This open-access paper looks at perceptions of men in South Africa around illness and HIV, and consequent fears about HIV counselling and testing.  

CITATION: Development of a National Campaign Addressing South African Men’s Fears About HIV Counseling and Testing and Antiretroviral Treatment

Orr N1, Hajiyiannis H, Myers L, et a. Journal of Acquired Immune Deficiency Syndromes (January 2017), 74 Suppl 6:S69-S73.

View Abstract:

INTRODUCTION: South African men are less likely to get tested for HIV than women and are more likely to commence antiretroviral treatment (ART) at later stages of disease, default on treatment, and to die from AIDS compared with women. The purpose of this study was to conduct formative research into the ideational and behavioral factors that enable or create obstacles to mens’ uptake of HIV counseling and testing (HCT) and ART. The study consulted men with a goal of developing a communication campaign aimed at improving the uptake of HIV testing and ART initiation among men.

METHODS: Eleven focus groups and 9 in-depth interviews were conducted with 97 male participants in 6 priority districts in 4 South African provinces in rural, peri-urban, and urban localities.

RESULTS: Fears of compromised masculine pride and reputation, potential community rejection, and fear of loss of emotional control (“the stress of knowing”) dominated men’s rationales for avoiding HIV testing and treatment initiation.

CONCLUSIONS: A communication campaign was developed based on the findings.

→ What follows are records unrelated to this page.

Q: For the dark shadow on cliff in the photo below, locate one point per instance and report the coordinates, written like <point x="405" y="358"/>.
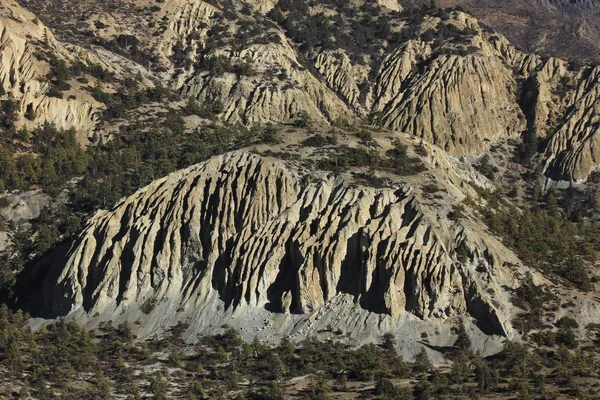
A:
<point x="30" y="293"/>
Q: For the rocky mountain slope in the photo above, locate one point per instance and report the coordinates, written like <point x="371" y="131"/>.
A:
<point x="432" y="123"/>
<point x="22" y="74"/>
<point x="223" y="240"/>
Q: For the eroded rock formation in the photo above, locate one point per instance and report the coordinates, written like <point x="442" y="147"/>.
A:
<point x="241" y="233"/>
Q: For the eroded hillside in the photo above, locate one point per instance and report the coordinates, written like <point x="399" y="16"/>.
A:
<point x="292" y="168"/>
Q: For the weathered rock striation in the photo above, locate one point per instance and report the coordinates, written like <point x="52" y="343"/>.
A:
<point x="22" y="75"/>
<point x="218" y="241"/>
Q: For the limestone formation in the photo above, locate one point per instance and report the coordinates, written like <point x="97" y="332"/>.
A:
<point x="22" y="76"/>
<point x="239" y="233"/>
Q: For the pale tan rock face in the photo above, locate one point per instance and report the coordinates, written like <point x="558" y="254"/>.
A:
<point x="391" y="4"/>
<point x="458" y="104"/>
<point x="574" y="150"/>
<point x="258" y="99"/>
<point x="249" y="233"/>
<point x="22" y="76"/>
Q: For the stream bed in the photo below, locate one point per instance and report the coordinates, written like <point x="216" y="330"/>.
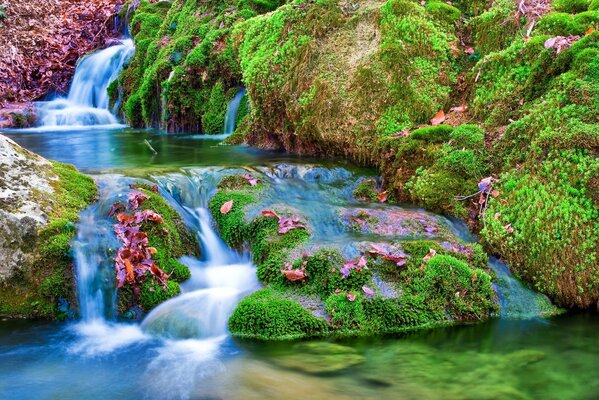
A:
<point x="98" y="358"/>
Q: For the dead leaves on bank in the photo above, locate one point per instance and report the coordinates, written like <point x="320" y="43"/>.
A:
<point x="134" y="258"/>
<point x="41" y="41"/>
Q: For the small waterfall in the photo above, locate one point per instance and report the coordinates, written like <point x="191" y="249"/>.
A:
<point x="87" y="103"/>
<point x="218" y="280"/>
<point x="93" y="253"/>
<point x="231" y="116"/>
<point x="516" y="300"/>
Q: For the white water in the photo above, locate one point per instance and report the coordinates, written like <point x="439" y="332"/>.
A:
<point x="218" y="281"/>
<point x="87" y="102"/>
<point x="231" y="116"/>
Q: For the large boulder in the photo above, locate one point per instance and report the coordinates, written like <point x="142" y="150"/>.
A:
<point x="39" y="205"/>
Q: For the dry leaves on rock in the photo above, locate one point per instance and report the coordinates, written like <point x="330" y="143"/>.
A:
<point x="40" y="43"/>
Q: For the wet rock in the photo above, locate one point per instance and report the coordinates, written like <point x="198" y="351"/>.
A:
<point x="24" y="181"/>
<point x="391" y="221"/>
<point x="17" y="115"/>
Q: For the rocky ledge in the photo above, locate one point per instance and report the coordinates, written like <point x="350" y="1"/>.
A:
<point x="39" y="205"/>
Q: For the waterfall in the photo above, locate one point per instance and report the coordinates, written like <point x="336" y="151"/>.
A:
<point x="219" y="279"/>
<point x="231" y="116"/>
<point x="516" y="300"/>
<point x="87" y="103"/>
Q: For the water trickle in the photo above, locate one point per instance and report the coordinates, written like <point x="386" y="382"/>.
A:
<point x="232" y="109"/>
<point x="516" y="300"/>
<point x="218" y="281"/>
<point x="87" y="101"/>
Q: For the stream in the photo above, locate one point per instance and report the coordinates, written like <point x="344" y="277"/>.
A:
<point x="182" y="350"/>
<point x="194" y="358"/>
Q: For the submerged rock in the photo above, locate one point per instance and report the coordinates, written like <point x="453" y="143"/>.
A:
<point x="39" y="205"/>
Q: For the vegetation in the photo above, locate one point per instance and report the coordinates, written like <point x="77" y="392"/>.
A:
<point x="41" y="291"/>
<point x="318" y="292"/>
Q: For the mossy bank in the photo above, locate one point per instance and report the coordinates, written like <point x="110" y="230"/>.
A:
<point x="39" y="208"/>
<point x="312" y="290"/>
<point x="517" y="91"/>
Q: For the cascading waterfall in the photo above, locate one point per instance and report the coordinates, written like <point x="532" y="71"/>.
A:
<point x="218" y="281"/>
<point x="232" y="110"/>
<point x="87" y="103"/>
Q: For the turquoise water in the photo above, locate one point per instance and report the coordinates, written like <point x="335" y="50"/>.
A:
<point x="555" y="358"/>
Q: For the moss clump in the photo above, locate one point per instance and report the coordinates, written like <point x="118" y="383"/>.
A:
<point x="35" y="292"/>
<point x="366" y="190"/>
<point x="495" y="28"/>
<point x="268" y="315"/>
<point x="152" y="293"/>
<point x="553" y="214"/>
<point x="171" y="240"/>
<point x="570" y="6"/>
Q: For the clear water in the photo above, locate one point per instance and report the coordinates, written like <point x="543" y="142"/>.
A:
<point x="231" y="115"/>
<point x="181" y="353"/>
<point x="87" y="101"/>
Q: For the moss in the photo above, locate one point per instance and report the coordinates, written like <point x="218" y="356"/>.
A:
<point x="213" y="118"/>
<point x="555" y="231"/>
<point x="36" y="291"/>
<point x="570" y="6"/>
<point x="495" y="28"/>
<point x="433" y="134"/>
<point x="268" y="315"/>
<point x="366" y="190"/>
<point x="443" y="12"/>
<point x="152" y="293"/>
<point x="558" y="24"/>
<point x="450" y="284"/>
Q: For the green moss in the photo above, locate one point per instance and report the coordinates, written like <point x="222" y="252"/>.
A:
<point x="558" y="24"/>
<point x="152" y="293"/>
<point x="443" y="12"/>
<point x="450" y="284"/>
<point x="213" y="118"/>
<point x="268" y="315"/>
<point x="553" y="214"/>
<point x="35" y="292"/>
<point x="570" y="6"/>
<point x="366" y="190"/>
<point x="495" y="28"/>
<point x="172" y="240"/>
<point x="433" y="134"/>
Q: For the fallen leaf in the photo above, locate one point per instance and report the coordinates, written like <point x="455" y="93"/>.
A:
<point x="382" y="197"/>
<point x="431" y="254"/>
<point x="438" y="119"/>
<point x="226" y="207"/>
<point x="461" y="108"/>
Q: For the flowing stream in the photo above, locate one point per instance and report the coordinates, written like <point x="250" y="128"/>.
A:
<point x="182" y="350"/>
<point x="87" y="102"/>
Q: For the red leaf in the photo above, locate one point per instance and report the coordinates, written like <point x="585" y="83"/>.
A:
<point x="438" y="119"/>
<point x="225" y="208"/>
<point x="270" y="214"/>
<point x="382" y="197"/>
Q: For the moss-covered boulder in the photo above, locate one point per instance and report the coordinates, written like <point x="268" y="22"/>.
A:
<point x="170" y="240"/>
<point x="40" y="202"/>
<point x="311" y="290"/>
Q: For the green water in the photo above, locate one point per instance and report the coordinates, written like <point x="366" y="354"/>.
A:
<point x="557" y="358"/>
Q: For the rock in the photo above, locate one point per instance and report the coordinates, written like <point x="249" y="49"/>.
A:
<point x="17" y="115"/>
<point x="392" y="222"/>
<point x="40" y="201"/>
<point x="24" y="180"/>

Creative treatments aimed at redefining a ‘strong’ man as someone who faces his fears and knows his HIV status. The resultant campaign concept was: “positive or negative-you are still the same person.”

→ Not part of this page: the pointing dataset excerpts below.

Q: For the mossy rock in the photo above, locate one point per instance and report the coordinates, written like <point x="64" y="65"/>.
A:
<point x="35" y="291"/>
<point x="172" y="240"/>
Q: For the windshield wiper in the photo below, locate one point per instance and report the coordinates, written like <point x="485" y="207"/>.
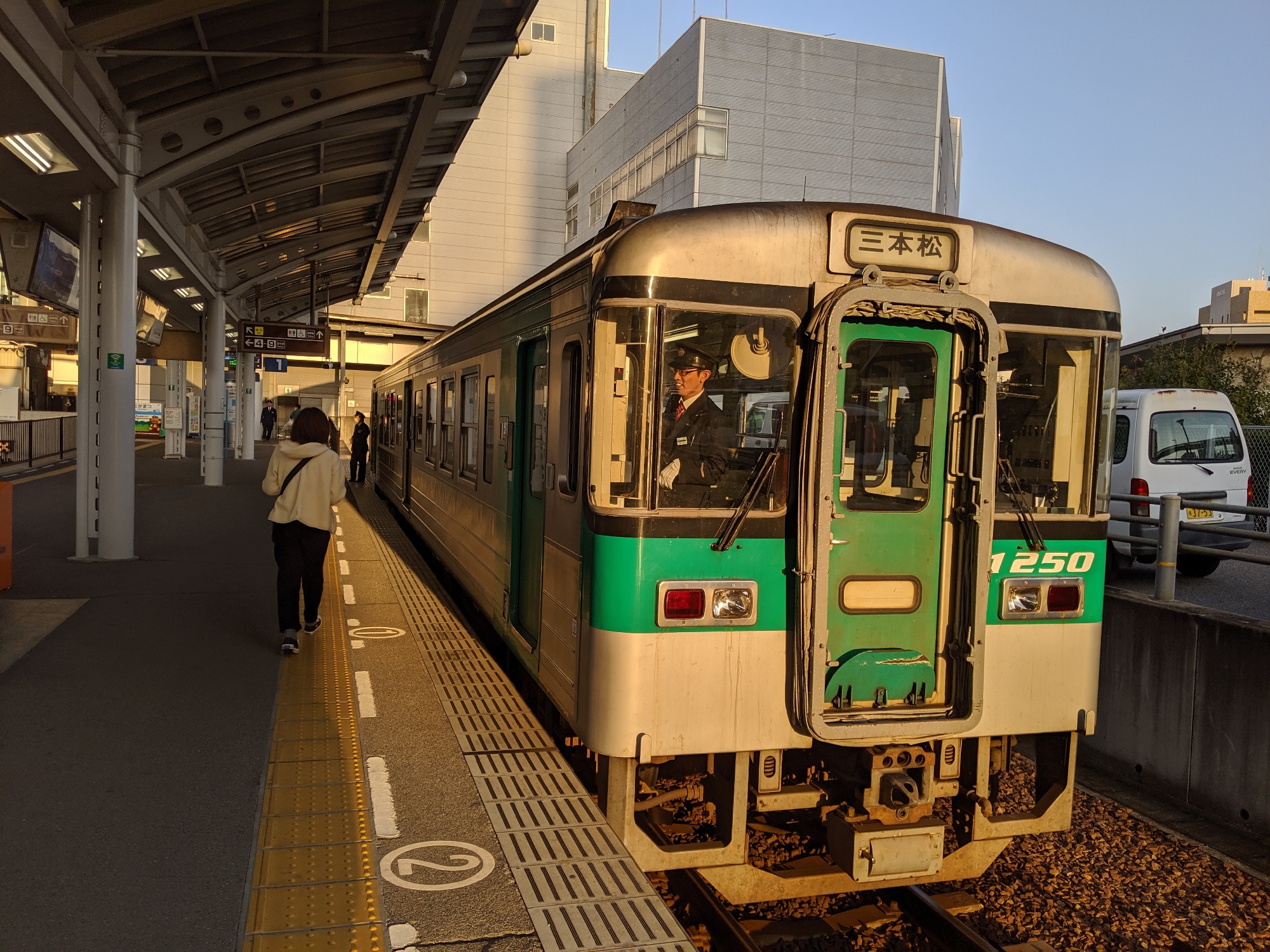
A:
<point x="1009" y="483"/>
<point x="754" y="491"/>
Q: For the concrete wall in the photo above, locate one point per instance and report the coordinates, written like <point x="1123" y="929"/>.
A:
<point x="1184" y="706"/>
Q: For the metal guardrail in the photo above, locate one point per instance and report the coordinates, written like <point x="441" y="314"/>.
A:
<point x="31" y="442"/>
<point x="1170" y="524"/>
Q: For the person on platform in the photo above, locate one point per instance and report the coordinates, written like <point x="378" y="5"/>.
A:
<point x="308" y="478"/>
<point x="269" y="418"/>
<point x="694" y="433"/>
<point x="359" y="449"/>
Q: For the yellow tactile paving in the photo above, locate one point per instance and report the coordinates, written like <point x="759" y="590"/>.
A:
<point x="314" y="799"/>
<point x="314" y="884"/>
<point x="300" y="865"/>
<point x="356" y="939"/>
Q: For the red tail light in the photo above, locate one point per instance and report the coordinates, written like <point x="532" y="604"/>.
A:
<point x="1064" y="598"/>
<point x="1140" y="488"/>
<point x="685" y="604"/>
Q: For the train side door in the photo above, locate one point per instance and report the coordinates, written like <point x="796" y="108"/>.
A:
<point x="531" y="487"/>
<point x="408" y="411"/>
<point x="886" y="555"/>
<point x="562" y="552"/>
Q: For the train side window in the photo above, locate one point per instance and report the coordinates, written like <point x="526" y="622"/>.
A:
<point x="571" y="374"/>
<point x="622" y="425"/>
<point x="448" y="425"/>
<point x="431" y="423"/>
<point x="468" y="420"/>
<point x="491" y="423"/>
<point x="417" y="433"/>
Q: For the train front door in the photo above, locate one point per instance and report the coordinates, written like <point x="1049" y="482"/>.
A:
<point x="888" y="526"/>
<point x="531" y="479"/>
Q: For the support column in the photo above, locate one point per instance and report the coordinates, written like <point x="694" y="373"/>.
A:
<point x="120" y="359"/>
<point x="250" y="406"/>
<point x="214" y="393"/>
<point x="88" y="393"/>
<point x="175" y="408"/>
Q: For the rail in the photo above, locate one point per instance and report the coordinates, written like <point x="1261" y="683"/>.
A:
<point x="31" y="442"/>
<point x="1169" y="524"/>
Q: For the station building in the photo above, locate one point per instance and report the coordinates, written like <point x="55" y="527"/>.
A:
<point x="732" y="112"/>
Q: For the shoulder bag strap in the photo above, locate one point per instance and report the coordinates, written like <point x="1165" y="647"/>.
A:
<point x="295" y="472"/>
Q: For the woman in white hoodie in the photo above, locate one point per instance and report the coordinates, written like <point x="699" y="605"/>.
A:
<point x="308" y="479"/>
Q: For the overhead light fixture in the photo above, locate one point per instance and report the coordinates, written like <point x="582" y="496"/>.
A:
<point x="39" y="153"/>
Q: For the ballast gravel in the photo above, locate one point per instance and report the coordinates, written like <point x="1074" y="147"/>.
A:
<point x="1111" y="883"/>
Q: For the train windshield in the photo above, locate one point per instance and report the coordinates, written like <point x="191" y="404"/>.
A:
<point x="1047" y="418"/>
<point x="694" y="439"/>
<point x="725" y="408"/>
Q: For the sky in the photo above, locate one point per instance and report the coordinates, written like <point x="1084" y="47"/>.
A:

Men’s work-related mobility, lower perceptions of HIV risk compared with women, fear of stigma, and rejection by communities because of being seen standing in queues at health centers, lack of trust in health workers (especially lack of confidentiality), and perceptions of demasculization by being attended to by female health workers4–6; and (3) The anticipated psychological burden of living with HIV, including inability to cope with an HIV positive result, an associated lack of will to live, perceptions that an HIV-positive status hastens death, and that HCT results in being perceived by others as having been sexually promiscuous.

For example, where masculinity is framed as being strong and not needing help, and where cultural beliefs associate weakness with illness, men are less likely to seek help at health facilities.

Stigma around HIV threatens masculine notions of respectability, independence and emotional control and can prevent men from admitting illness and making use of health services. The experience of being sick and taking treatment forces men to redefine their sense of identity and masculinity.

Men said they felt self-conscious and uncomfortable at public clinics because it was unusual to find young men there for reasons other than HIV, and other people would assume any man at the clinic would be HIV positive. Negative participant experiences at public sector clinics included being shouted at and judged by health professionals and confidentiality violations.

“We were raised with the mentality that a man … is this strong person so when people see a weakness I will be afraid because I won’t be seen as a man and I will be called a woman… Other men will say you are a woman and must wear panties” (rural male, 25–35 years, Gert Sibande, Mpumalanga).

“Nobody fears being sick (more) than a male person, we are more terrified of being sick than our female counterparts. So if I have to take medication, it’s the same as giving in” (admitting illness) (urban male, 18–24 years, Gert Sibande, Mpumalanga).

Some men stated that traditional healing practices influence late initiation of ART and nonadherence because traditional medicine is taken when one is ill, and stopped when one is cured.